Akkacha & Ben Gabsia: icônes nabeuliennes de l’affûtage des couteaux

Crédit photo: Abdel Aziz HALI – © Copyright mangeonsbien.com


«Un couteau qui ne coupe pas, c’est comme une valise sans poignée», disait Hans-Friedrich Von Croft dans « Lettres à mes filles ». En Tunisie, les jours précédant l’Aïd al-Kébir (la fête du Sacrifice), certains petits métiers, saisonniers, reprennent les devants de la scène quotidienne. C’est le cas de forgerons convertis en aiguiseurs, qui pullulent dans les quartiers et les artères de nos villes, indispensables pour effiler et affûter tout un arsenal servant à égorger, dépiauter et découper le mouton. Gros plan sur un métier qui se transmet de père en fils !


Du côté de la ville de Nabeul comme partout en Tunisie, nombreux deviennent des aiguiseurs qui s’installent, dans tous les coins stratégiques de la ville, durant la semaine qui précède la fête du sacrifice, connue sous nous cieux sous le nom de «Aïd al-Idha» ou «Aïd al-Kébir».

C’est le cas de «Ammi» Moncef Akkacha, le plus célèbre des aiguiseurs dans la ville des Potiers qui, contrairement aux années précédentes, a déplacé son échoppe à l’avenue Habib-Bourguiba alors que tous ses clients avaient l’habitude de le retrouver chaque année devant le Hammam el-Bhaïer.

Soixante-huit ans au compteur, Moncef Akkacha est un Maître-Forgeron de père en fils. Dès l’âge de treize ans, il a commencé a exercer l’art de l’effilage des couteux et des hachettes.

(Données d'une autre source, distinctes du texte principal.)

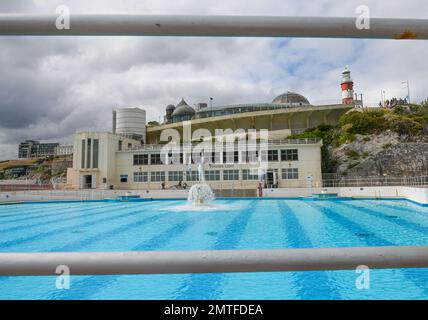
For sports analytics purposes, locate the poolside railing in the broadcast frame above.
[0,246,428,276]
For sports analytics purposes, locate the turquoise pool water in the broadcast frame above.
[0,199,428,299]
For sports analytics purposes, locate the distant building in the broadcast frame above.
[18,140,59,159]
[55,144,73,156]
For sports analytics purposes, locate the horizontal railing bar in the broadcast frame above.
[0,14,428,40]
[0,246,428,276]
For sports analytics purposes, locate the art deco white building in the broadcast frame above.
[68,86,353,190]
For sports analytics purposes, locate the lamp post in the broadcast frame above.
[401,80,410,104]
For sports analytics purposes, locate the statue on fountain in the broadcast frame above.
[187,158,215,206]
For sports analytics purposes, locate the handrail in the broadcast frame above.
[0,14,428,40]
[0,246,428,276]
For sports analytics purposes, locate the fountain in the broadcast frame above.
[187,159,215,206]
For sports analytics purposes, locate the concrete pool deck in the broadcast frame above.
[0,186,428,205]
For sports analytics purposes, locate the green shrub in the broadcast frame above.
[345,149,360,159]
[348,161,360,170]
[339,109,387,134]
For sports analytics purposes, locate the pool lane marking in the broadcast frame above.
[277,200,341,300]
[54,213,172,252]
[175,200,256,300]
[0,204,167,250]
[307,202,428,297]
[0,205,131,232]
[49,218,195,300]
[341,203,428,235]
[0,205,106,223]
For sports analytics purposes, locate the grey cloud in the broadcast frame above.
[0,0,428,159]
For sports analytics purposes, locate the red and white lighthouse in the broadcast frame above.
[340,66,354,104]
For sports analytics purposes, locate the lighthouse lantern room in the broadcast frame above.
[340,66,354,104]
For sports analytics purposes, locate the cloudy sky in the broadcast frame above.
[0,0,428,160]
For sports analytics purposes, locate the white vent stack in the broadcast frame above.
[113,108,146,142]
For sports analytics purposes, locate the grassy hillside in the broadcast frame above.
[291,103,428,173]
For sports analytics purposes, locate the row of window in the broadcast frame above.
[134,149,299,166]
[80,138,99,169]
[129,168,299,183]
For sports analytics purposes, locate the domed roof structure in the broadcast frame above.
[272,91,310,105]
[172,99,196,117]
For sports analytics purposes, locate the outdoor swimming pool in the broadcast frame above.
[0,199,428,299]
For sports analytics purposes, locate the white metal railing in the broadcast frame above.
[0,246,428,276]
[126,138,322,152]
[0,14,428,40]
[322,175,428,188]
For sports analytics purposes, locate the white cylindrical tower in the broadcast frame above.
[115,108,146,142]
[340,66,354,104]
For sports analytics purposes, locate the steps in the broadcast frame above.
[214,189,257,198]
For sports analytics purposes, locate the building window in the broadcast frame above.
[242,169,259,180]
[92,139,100,169]
[242,151,259,162]
[150,171,165,182]
[81,140,86,169]
[205,170,220,181]
[168,171,183,181]
[134,172,149,182]
[223,151,239,163]
[223,170,239,180]
[186,171,199,181]
[281,149,299,161]
[168,153,183,164]
[268,150,278,161]
[86,139,92,168]
[134,154,149,166]
[150,153,163,164]
[282,168,299,180]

«Je suis né, en 1950, à Nabeul. Et mon grand-père ainsi que mon père étaient de célèbres forgerons. Notre famille est spécialisée dans le fer forgé rustique et l’aiguisage des couteaux et des hachettes. J’ai débuté cette activité en 1963. Et voilà maintenant 55 ans que j’affûte les couteaux de l’Aïd.», fait-il savoir.

 

Akacha
Le Maître aiguiseur, Moncef Akkacha en train d’affûter un couteau (Crédit photo: Abdel Aziz HALI – © Copyright mangeonsbien.com)

 

«Au début, la machine de l’aiguisage était manuelle et actionnée par un pédalo. Les meules étaient toutes fabriquées en pierre. Mais à partir de 1975, j’étais le premier en Tunisie à utiliser une machine électrique pour exercer mon art. », ajoute-til.

 

 

« D’ailleurs, cette machine, je l’ai fabriquée de mes propres mains. Et chaque année, je l’entretiens par un coup de pinceau vert et orange (l’emblème de la ville de Nabeul: les couleurs du Stade Nabeulien-ndlr), tout en essayant de la moderniser au fil des ans. », renchérit-il.

 

Une affaire de famille…

Un peu plus loin,  Skander Ben Gabsia et son père Radhi (72 ans) nous accueillent dans leur atelier situé dans le quartier du R’bat, le fief des Nattiers à Nabeul.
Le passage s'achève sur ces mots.